In this case, we have two parameters: \(\beta_0\) and \(\beta_1\). In the case of multiple variables in a multiple linear regression, each variable has its own coefficient, and the number of parameters increases accordingly.
So, for our case, we have 4 input variables, which means that we have 5 parameters to estimate: the intercept term and the coefficients for the 4 input variables.
2.2. Elastic Net
Elastic Net is a Linear Regression with combined L1 and L2 priors as regularizer.
The Elastic Net algorithm has 2 types of parameters:
-
Coefficients for the input variables:
As Elastic Net performs a Linear Regression (with penalization), it has the same coefficient parameters as the Linear Regression algorithm.
-
Regularization parameters:
Elastic Net has 2 regularization hyperparameters:
-
\(\alpha\): the constant that multiplies the penalty terms. \(\alpha = 0\) is equivalent to an ordinary least square regression. For \(\alpha > 0\), the penalty terms are added to the loss function.
-
\(l1_{ratio}\): the Elastic Net mixing parameter. With \(0 <= l1_{ratio} <= 1\). For \(l1_{ratio} = 0\) the penalty is an L2 penalty. For \(l1_{ratio} = 1\) it is an L1 penalty. For \(0 < l1_{ratio} < 1\), the penalty is a combination of L1 and L2.
-
So, the total number of parameters in Elastic Net includes both the coefficients for each independent variable and the hyperparameters. In our case, we will have 5 parameters to estimate and 2 hyperparameters to tune.
2.3. Linear SVR
Linear Support Vector Regression is a model based on Support Vector Machine (SVM) that supports regression. The term Linear means that the Kernel used by the algorithm is a linear one. It is different from traditional linear regression methods as it finds a hyperplane that best fits the data points in a continuous space, instead of fitting a line to the data points.
Linear SVR equation is \(y = c.W^T X + b\) where:
- \(y\) is the output variable,
- \(X\) is the vector of input variables,
- \(W\) is the vector of coefficients for each variable,
- \(c\) is the constant that multiplies the dot product of \(W\) and \(X\),
- \(b\) is the intercept term.
So for our case, as we have 4 input variables, we will have 5 parameters to estimate: the intercept term and the coefficients for the 4 input variables.

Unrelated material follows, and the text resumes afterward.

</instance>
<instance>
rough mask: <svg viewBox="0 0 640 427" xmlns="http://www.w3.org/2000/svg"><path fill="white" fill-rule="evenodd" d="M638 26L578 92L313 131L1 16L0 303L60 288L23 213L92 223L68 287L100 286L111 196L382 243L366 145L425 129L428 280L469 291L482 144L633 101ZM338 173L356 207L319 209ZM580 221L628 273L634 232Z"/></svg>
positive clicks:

Linear SVR has many hyperparameters:
- \(c\): Controls the trade-off between achieving a low training error and a low testing error. A smaller value of C leads to a wider margin but more classification errors on the training set.
- The loss function: It is the loss function to be used. It can be one of “epsilon_insensitive” or “squared_epsilon_insensitive”.
- \(\epsilon\): Epsilon in the epsilon-insensitive loss functions. For epsilon=0, this is equivalent to an ordinary Support Vector Regression.
- \(tol\): Tolerance for stopping criterion.
So, the total number of parameters in Linear SVR includes both the coefficients for each independent variable and the hyperparameters. In our case, we will have 5 parameters to estimate and 3 or 4 hyperparameters to tune.
3. Best Algorithm at first sight
All of the models do not have a huge number of parameters. As our feature are highly correlated (meaning that a strong linear relationship exits between the input and the output), I think that the Linear Regression algorithm will be the best one as it is the simplest one. However, Elastic Net and Linear SVR can be good alternatives as they can be more robust to outliers (linear regression can easily lead to overfitting). They also are not that complicated to understand and tune. It would be interesting to compare the results of the 3 algorithms.